ZYP : Effectivement, c’est un des morceaux qui se rapproche le plus de la méthode que j’ai pu utiliser sur French Cash, en tout cas sur le texte. Le fait de parler de plein de trucs en même temps, plein d’images, etc. Sur ce morceau, tout est écrit pour que ça fasse penser à l’ambiance à Saint-Étienne. Pour qu’on essaye de capter un peu ce que ça peut être là-bas. Un truc un peu noir, un peu nerveux, mais en même temps assez positif. Je trouve qu’on est assez proche de l’ambiance qui, en tout cas, me définit.
ZYP : Tu peux nous parler de Saint-Étienne et de ton lien avec cette ville ? Pourquoi mettre Beauseigne en introduction du projet ?
J’ai décidé de mettre ce morceau en intro parce que j’avais envie d’apporter de l’énergie. Pas mal de médias me définissent comme un “sad”. Je ne dis pas que le morceau est particulièrement positif, mais je voulais annoncer qu’on n’allait pas être sur un truc planant style cloud. Là, c’est un son qui tape, et au final, l’album se finit un peu plus tranquillement. Mais oui, l’idée de base était d’apporter de l’énergie dès le début du projet.
LVP : Dans le morceau Mon frère, tu t’adresses à ton ami Osha. Est-ce que tu peux nous parler de votre relation, que ce soit son aspect personnel comme professionnel, et nous présenter un peu ton entourage dans la musique ?
ZYP : Effectivement, ce morceau a été écrit pour le bon Osha. En fait, c’est arrivé un peu comme ça. Je trouvais qu’il méritait un morceau. Après tout ce qu’on a fait ensemble et puis là, c’est le premier album. Je savais que ça allait me permettre de faire un morceau simple. En faisant un son pour lui, je ne pouvais pas me permettre de devenir trop complexe et qu’il ne comprenne pas le morceau. Là, il était avec moi, donc je voulais m’adresser à lui. Et puis sinon, pour parler de mon entourage, il est assez restreint. C’est essentiellement mes potes de Saint-Étienne. C’est Osha mon producteur, Charles Leroy mon réalisateur, Jason Destrait mon graphiste. C’est lui qui a fait tous les visuels pour l’album, d’ailleurs. On est tous monté en même temps sur Paris et on continue de bosser ensemble.
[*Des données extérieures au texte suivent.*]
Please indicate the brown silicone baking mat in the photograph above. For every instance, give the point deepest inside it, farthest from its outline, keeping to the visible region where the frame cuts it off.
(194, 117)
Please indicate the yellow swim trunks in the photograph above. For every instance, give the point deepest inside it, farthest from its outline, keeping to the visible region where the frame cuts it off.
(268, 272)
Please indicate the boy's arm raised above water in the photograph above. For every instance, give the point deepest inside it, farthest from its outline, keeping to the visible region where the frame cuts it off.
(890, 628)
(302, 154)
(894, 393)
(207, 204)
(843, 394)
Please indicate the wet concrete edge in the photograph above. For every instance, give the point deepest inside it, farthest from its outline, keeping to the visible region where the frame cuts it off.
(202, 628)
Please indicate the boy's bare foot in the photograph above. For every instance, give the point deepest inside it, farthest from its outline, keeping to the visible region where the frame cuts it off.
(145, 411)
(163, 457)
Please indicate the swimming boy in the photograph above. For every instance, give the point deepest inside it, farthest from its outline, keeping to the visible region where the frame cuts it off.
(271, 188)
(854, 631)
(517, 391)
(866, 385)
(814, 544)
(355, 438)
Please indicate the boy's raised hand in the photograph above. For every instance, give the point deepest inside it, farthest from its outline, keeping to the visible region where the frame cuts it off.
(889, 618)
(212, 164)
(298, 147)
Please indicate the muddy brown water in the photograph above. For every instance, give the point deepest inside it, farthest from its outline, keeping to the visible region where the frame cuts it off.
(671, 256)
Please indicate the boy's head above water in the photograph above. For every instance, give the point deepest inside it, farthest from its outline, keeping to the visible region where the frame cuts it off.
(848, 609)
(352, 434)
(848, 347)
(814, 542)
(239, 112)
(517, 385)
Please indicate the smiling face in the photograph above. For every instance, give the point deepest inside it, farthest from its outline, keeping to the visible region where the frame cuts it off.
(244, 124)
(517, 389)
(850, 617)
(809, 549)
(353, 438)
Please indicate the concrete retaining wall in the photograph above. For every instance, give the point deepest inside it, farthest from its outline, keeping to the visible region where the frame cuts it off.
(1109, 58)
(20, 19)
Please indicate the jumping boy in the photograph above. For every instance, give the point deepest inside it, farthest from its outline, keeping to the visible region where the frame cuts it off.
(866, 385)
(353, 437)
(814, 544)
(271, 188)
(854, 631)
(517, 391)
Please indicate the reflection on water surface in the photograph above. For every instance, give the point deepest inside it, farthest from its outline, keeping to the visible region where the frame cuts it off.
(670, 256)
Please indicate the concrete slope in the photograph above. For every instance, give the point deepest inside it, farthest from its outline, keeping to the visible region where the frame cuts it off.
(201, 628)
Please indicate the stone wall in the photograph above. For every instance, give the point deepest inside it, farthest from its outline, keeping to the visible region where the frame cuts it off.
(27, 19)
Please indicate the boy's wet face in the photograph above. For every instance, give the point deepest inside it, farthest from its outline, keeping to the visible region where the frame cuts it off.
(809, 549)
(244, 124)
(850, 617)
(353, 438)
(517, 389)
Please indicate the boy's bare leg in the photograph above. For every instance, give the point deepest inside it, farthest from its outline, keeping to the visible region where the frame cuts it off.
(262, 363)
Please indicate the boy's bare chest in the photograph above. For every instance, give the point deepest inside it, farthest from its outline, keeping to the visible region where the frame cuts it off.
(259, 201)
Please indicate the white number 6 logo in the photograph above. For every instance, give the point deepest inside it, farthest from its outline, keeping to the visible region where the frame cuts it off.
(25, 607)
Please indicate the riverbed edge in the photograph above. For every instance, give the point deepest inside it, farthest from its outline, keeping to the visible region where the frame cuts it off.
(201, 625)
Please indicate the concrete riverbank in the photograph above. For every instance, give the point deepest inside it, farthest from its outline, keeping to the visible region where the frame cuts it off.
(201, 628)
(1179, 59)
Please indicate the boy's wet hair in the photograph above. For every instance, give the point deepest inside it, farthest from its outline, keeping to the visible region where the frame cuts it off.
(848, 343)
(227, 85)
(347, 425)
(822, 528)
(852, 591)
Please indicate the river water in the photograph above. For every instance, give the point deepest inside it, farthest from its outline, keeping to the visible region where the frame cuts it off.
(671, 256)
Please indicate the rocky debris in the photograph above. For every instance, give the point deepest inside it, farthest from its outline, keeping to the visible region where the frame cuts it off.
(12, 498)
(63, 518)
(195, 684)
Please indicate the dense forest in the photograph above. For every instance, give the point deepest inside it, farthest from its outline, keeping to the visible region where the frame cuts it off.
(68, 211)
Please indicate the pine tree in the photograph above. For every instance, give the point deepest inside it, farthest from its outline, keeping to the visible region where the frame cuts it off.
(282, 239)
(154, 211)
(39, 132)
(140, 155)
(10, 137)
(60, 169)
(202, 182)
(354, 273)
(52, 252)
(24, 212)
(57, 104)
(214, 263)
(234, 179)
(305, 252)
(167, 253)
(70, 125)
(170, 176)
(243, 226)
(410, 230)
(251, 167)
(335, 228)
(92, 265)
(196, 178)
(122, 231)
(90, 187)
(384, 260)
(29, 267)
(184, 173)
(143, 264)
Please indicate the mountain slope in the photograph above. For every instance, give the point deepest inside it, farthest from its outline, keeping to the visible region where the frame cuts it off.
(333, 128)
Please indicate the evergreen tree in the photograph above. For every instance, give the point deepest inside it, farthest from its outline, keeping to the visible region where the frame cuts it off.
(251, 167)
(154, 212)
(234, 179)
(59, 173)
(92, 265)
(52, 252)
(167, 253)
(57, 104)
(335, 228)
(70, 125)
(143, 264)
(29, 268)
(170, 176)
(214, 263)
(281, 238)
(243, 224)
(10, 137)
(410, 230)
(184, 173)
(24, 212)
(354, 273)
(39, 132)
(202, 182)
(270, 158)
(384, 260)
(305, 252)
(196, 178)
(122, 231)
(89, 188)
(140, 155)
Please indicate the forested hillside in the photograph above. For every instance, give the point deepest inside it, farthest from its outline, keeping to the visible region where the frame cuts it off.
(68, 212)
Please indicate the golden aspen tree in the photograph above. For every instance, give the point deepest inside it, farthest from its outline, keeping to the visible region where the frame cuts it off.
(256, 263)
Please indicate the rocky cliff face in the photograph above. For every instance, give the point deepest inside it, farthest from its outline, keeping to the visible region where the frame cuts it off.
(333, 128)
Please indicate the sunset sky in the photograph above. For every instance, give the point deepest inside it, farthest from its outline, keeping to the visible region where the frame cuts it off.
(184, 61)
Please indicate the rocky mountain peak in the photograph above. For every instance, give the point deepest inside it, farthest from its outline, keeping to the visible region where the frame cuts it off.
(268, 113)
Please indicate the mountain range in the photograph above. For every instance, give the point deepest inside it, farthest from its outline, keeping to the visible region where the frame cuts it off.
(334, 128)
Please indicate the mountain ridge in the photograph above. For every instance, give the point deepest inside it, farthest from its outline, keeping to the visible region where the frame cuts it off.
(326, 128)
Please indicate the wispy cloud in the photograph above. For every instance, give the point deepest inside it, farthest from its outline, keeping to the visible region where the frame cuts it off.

LVP : On en a déjà un petit peu parlé, cet album est une bonne continuité à French Cash d’un côté, mais de l’autre, c’est moins abstrait et plus direct. Est-ce que c’était vraiment une intention de ta part d’être plus précis dans ce que tu allais raconter ?
ZYP : Oui, c’est totalement intentionnel de resserrer et de moins permettre ces multiples interprétations. C’était important pour moi de restreindre la lecture. Je voulais être davantage dans le contrôle de mon projet. Avec cet album, je voulais proposer quelque chose de condensé, mais surtout pouvoir faire tout ce dont j’avais envie sur le plan musical. Du coup il fallait que je resserre un peu plus au niveau du texte. J’ai vraiment du mal à écrire simplement et de manière lisible, donc il reste quand même pas mal de morceaux où on est encore dans ce truc d’images. Notamment sur le morceau Beauseigne.
LVP : Dans l’album, on retrouve pas mal de guitare, notamment sur l’Interlude et sur Merveille. Mais on trouve également des instrumentales qui se rapprochent presque de la two-step ou même du rock. La palette est hyper large. Tu peux nous parler un peu des sonorités que tu as amenées sur ce projet et ce que tu as amené en plus par rapport au projet précédent ?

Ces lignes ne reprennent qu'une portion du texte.